When I was in college, (yes, a long time ago) I was on the debate team for the university. On weekends, we’d travel across the country to engage in debates on a wide range of topics. Each topic required massive preparation. Research, statistics, quotes, all kinds of supporting information and not just for one side of the debate, but for BOTH sides of the debate. You never knew until you arrived, which side you would be taking – but you had to be prepared to debate either. The end result was that you learned a great deal about both the advantages and disadvantages of wide range of topics. You also learned, as we often do in life, that the world is not black and white, that depending on what is important to you as an individual, an organization or a profession, the right answer is frequently something in between.
So it is with open source and proprietary software. Both have advantages, both have disadvantages. Which of those apply to your situation depends on who you are and what organization you’re representing. But here is reality as far as I’m concerned – open source software represents a need and ability for organizations and professions to adapt services to end user needs and to do so very quickly. Particularly so in environments where the pace of change is accelerating with every day. However, It also carries with it the need to internally have, or externally pay for, technical staff to adapt the software to those needs. Proprietary software can and usually does offer complete, very functionally rich, systems that address wide market needs at reasonable costs and with limited technical staff on the part of the organization using it. An added bonus can be if the proprietary software is open platform (as are Ex Libris products), so that the proprietary package supports open source extensions which can be made in order to enhance services for users. This is a combination that brings some of the best of both approaches together.
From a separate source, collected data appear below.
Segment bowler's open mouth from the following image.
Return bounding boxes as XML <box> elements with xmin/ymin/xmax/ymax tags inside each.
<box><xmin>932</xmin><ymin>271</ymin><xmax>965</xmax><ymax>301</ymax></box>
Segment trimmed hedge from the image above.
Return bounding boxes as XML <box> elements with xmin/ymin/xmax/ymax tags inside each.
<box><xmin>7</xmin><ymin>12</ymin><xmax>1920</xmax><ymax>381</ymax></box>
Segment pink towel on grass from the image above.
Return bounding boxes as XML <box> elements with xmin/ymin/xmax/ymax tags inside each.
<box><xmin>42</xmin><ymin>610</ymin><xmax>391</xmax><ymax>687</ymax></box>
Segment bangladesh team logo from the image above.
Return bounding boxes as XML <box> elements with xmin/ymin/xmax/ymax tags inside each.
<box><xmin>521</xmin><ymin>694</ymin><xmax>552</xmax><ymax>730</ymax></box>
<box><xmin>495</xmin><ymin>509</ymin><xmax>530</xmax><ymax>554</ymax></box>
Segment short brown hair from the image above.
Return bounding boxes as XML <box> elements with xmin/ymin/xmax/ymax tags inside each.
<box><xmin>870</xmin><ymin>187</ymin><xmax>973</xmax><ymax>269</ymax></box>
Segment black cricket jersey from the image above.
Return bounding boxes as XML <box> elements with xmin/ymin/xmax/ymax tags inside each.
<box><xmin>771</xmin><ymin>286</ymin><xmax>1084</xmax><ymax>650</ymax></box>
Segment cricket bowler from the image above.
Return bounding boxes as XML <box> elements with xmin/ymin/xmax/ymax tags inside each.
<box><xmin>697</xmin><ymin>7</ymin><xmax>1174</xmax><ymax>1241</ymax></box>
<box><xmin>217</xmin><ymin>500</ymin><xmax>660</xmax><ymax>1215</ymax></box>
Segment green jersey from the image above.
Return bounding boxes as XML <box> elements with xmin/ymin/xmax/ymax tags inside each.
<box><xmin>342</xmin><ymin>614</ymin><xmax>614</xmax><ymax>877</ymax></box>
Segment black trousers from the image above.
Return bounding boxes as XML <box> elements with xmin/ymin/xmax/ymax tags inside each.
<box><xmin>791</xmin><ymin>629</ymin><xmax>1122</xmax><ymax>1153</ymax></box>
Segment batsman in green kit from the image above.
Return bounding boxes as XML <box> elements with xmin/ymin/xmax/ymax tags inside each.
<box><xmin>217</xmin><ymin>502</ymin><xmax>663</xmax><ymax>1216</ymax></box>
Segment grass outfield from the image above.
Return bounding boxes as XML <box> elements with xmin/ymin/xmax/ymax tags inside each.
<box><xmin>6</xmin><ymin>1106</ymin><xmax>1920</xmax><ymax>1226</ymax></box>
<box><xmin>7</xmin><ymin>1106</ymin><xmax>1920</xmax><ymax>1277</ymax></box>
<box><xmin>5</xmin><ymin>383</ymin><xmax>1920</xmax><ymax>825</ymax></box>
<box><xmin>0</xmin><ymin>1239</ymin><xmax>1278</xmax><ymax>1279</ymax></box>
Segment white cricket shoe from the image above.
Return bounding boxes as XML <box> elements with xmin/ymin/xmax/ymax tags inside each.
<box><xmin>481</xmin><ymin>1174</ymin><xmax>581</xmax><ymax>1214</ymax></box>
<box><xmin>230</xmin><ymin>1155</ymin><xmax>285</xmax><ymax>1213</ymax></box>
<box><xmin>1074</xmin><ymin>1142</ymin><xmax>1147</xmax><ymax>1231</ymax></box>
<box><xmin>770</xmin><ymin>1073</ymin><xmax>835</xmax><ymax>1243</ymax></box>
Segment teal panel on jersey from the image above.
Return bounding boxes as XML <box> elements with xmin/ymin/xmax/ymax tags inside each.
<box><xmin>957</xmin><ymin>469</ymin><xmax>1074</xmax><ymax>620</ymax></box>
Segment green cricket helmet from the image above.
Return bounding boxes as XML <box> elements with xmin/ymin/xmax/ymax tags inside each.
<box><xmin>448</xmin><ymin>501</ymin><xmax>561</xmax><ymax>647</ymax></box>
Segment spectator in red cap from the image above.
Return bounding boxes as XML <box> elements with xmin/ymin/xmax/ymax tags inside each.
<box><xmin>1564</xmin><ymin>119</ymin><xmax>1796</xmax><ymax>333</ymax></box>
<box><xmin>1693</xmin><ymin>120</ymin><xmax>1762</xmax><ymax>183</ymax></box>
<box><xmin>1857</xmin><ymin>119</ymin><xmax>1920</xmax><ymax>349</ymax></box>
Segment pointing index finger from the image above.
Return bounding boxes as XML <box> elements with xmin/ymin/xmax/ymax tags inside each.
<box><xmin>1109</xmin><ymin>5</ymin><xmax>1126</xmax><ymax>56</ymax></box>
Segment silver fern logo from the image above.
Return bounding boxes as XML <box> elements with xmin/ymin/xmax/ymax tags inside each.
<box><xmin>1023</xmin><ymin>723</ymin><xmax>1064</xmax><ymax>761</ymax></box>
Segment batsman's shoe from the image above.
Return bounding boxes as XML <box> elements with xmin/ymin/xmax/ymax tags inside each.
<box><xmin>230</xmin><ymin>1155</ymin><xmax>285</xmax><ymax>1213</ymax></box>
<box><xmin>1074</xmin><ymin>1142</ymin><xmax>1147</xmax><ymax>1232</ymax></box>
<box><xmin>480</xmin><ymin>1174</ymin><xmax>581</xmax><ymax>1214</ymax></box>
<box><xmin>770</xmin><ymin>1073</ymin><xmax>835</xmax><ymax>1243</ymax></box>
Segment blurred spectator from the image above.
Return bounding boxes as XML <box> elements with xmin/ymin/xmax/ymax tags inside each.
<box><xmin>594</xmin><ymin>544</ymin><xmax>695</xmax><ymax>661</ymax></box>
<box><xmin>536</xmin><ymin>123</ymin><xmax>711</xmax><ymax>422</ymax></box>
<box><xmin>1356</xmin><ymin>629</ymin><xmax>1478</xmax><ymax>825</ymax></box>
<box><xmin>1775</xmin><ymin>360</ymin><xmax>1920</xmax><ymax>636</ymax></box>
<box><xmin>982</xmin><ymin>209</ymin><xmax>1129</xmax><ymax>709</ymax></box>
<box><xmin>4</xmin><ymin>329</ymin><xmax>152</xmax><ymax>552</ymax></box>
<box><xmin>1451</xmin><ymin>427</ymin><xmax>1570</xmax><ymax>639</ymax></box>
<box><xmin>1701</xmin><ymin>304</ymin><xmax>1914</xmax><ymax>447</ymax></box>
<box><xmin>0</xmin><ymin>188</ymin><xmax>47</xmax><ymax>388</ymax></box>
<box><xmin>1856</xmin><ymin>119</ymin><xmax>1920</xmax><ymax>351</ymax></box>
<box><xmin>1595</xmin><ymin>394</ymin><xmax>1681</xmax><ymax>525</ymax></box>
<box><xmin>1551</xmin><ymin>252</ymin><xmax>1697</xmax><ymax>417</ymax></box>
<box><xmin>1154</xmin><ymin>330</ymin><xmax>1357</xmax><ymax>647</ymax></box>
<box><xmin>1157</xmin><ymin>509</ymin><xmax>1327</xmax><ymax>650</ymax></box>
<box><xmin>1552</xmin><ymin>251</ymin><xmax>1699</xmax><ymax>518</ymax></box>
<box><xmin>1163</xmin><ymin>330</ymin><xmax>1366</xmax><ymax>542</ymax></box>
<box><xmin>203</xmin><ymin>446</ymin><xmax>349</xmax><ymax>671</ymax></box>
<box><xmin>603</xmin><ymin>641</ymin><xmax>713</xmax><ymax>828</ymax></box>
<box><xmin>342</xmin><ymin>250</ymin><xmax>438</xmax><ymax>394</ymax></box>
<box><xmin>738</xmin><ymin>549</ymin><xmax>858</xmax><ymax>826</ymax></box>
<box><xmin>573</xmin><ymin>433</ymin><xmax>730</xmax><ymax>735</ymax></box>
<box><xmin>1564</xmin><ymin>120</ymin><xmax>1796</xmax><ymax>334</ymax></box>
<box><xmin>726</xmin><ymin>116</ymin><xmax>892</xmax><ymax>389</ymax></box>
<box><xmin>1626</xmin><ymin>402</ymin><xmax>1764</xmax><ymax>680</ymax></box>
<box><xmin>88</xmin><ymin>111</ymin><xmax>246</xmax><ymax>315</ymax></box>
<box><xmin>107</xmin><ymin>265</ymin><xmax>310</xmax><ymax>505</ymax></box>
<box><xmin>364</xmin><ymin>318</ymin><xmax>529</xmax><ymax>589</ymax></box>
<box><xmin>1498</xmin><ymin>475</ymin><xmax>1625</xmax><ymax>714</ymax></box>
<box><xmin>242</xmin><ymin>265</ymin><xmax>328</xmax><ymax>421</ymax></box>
However, let me point out the obvious and yet frequently forgotten key point in what I’ve just said. Because of the rate of change libraries are dealing with today, they need to adapt and implement quickly. Software development technologies, as with all technologies, have limitations. Open source and proprietary do represent two different approaches to development technologies. But what matters at the end of the day is to provide a total SOLUTION that works in meeting the needs of the users. Until such time as users can sit and completely configure software applications to do exactly and exclusively what they want to do – there will be room for both open source and proprietary software in this profession. Each has advantages. Each has disadvantages. Each offers different approaches to solving problems and providing a solution. If we become zealots for either point of view we are not serving our profession or users well. Becoming zealots means we will fight against the use of what the other offers and we will waste massive amounts of time reinventing things that already exist and work well (a point shared by Cliff Lynch in this debate). Libraries can’t afford this redundancy, particularly in the economic climate we’re currently in.
The profession of librarianship has more important things to do at the moment. Let’s devote the energy being wasted in this debate to defining and agreeing what librarianship will look like in five years. What will librarianship mean to end-users and what will our value-add to information be in that time frame? This would greatly help solve many of the funding problems we’re all fighting at the moment. Finally, let’s map out the plans and technology that are going to help us fulfill that vision. I’m sure if we do that, there will be plenty of new places for both OSS and proprietary software to make major contributions and in ways that will build on and support each other. That’s what we’re trying to do at Ex Libris and I would encourage a wider adoption of this approach across the profession rather than continuing boxing matches using old and outdated arguments that do nothing to advance the need to provide solutions to users.
We simply have more important things to do.